Thursday, September 17, 2020

#2,517. The Villainess (2017)

The opening sequence of director Byung-gil Jung’s The Villainess is a straight-up adrenaline rush; the lead character, Sook Hee (Ok-bin Kim), is hopping mad, and has taken the fight to an entire building full of baddies (the opening moments are shot from her perspective, as if we were watching one of those first-person videogames). From hallway to hallway, and room to room, she battles guards, scientists, and a few skilled martial artists, leaving a trail of bodies in her wake. It’s one crazy skirmish after another, and even when the point-of-view shifts from first to third person, this opening never loses an ounce of energy. 

Once the battle is over, Sook Hee, who was trained from an early age by the underworld to be a world-class fighter, is taken into police custody. But instead of throwing her in jail, the authorities turn Sook Hee over to the National Intelligence Service, which immediately “recruits” her into their ranks. 

Promised that she would eventually gain her freedom, Sook Hee follows orders well - carrying out one mission after another - until she is given a top-priority assignment. With a new identity, she moves into an apartment complex, and even becomes romantically involved with her neighbor Hyun-Soo (Jun Sung).

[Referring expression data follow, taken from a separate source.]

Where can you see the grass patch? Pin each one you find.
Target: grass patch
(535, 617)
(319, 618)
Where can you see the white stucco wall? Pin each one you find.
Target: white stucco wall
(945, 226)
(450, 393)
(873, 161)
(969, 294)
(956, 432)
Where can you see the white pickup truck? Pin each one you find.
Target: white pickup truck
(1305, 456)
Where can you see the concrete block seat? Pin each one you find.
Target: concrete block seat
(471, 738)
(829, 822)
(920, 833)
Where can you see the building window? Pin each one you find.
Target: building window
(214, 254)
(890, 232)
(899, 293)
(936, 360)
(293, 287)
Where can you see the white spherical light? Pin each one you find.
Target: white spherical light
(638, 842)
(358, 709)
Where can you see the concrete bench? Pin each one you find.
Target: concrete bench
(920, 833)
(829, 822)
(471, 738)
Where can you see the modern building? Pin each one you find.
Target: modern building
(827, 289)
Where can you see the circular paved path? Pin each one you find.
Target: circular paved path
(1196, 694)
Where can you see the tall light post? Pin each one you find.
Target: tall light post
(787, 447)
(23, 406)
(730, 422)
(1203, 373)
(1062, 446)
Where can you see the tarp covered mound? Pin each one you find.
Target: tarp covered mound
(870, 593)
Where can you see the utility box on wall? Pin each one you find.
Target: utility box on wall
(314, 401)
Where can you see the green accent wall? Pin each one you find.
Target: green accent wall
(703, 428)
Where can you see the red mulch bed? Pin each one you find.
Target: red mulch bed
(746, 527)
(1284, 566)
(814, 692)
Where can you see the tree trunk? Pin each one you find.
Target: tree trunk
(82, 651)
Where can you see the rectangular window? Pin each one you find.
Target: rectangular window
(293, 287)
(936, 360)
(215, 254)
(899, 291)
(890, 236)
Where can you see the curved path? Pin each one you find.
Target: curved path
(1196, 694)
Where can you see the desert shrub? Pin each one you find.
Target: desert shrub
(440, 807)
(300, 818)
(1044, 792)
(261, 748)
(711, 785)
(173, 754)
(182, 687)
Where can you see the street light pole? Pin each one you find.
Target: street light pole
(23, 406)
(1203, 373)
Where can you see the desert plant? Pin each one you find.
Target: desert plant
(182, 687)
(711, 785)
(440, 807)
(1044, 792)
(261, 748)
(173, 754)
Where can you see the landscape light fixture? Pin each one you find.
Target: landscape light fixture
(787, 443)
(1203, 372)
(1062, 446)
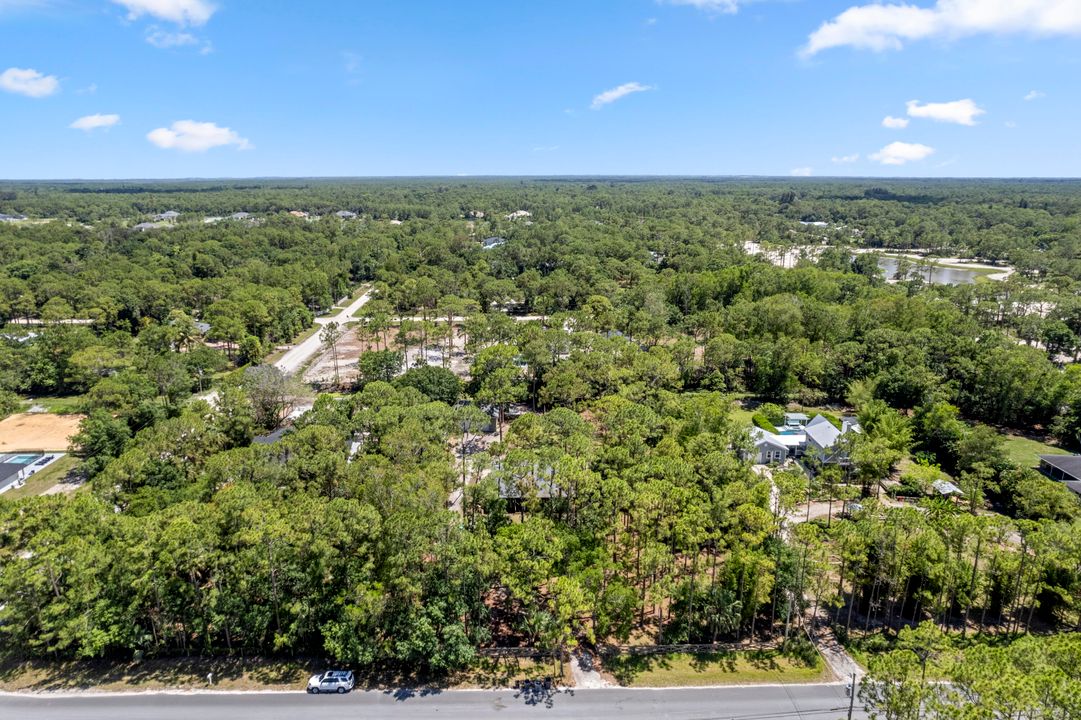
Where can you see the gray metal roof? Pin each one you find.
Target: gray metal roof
(764, 437)
(823, 435)
(1068, 464)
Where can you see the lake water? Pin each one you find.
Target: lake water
(939, 276)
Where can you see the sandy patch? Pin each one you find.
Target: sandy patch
(37, 431)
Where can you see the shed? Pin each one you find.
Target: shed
(946, 489)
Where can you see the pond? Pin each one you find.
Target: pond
(936, 275)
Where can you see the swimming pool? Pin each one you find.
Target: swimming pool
(22, 460)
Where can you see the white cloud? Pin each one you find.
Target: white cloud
(962, 112)
(163, 39)
(182, 12)
(709, 5)
(26, 81)
(898, 154)
(881, 27)
(191, 136)
(93, 121)
(614, 94)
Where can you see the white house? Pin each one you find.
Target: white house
(768, 447)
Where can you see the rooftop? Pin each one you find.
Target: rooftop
(1068, 464)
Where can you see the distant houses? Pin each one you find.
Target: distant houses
(815, 438)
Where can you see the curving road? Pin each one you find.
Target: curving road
(822, 702)
(299, 354)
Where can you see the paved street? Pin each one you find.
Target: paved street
(752, 703)
(303, 350)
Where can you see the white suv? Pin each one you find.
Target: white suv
(332, 681)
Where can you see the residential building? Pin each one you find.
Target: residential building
(1064, 468)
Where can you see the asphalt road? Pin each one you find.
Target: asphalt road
(751, 703)
(301, 352)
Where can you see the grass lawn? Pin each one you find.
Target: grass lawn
(181, 674)
(250, 674)
(67, 404)
(1026, 452)
(721, 668)
(39, 482)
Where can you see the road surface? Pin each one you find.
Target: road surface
(751, 703)
(299, 354)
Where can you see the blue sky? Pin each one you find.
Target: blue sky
(244, 88)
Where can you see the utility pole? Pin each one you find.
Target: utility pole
(852, 695)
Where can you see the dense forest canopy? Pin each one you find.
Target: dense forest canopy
(622, 318)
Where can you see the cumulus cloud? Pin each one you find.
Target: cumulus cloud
(163, 39)
(962, 112)
(881, 27)
(182, 12)
(710, 5)
(94, 121)
(898, 154)
(26, 81)
(614, 94)
(191, 136)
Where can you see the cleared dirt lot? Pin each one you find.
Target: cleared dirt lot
(350, 347)
(37, 431)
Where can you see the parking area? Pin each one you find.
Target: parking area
(15, 468)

But as she awaits more details about the mission, Sook Hee begins to realize that not everyone around her can be trusted, and that her past may have caught up with her in a big, big way. 

Ok-bin Kim delivers a strong performance as the film’s lead, handling both the physical aspects of the role (she’s a convincing badass) as well as the emotional (Sook Hee is shy and demure when she first meets Hyun Soo, and is the perfect mother to her young child, who is permitted to stay with her as she carries out her assignment). But what makes The Villainess such an extraordinary motion picture are the action scenes, from the tense-as-hell opening to Sook-Hee’s first mission (a violent swordfight that transforms into a pulse-pounding motorcycle chase through some city streets), all leading to a final 15 minutes that you’ll have to see to believe. 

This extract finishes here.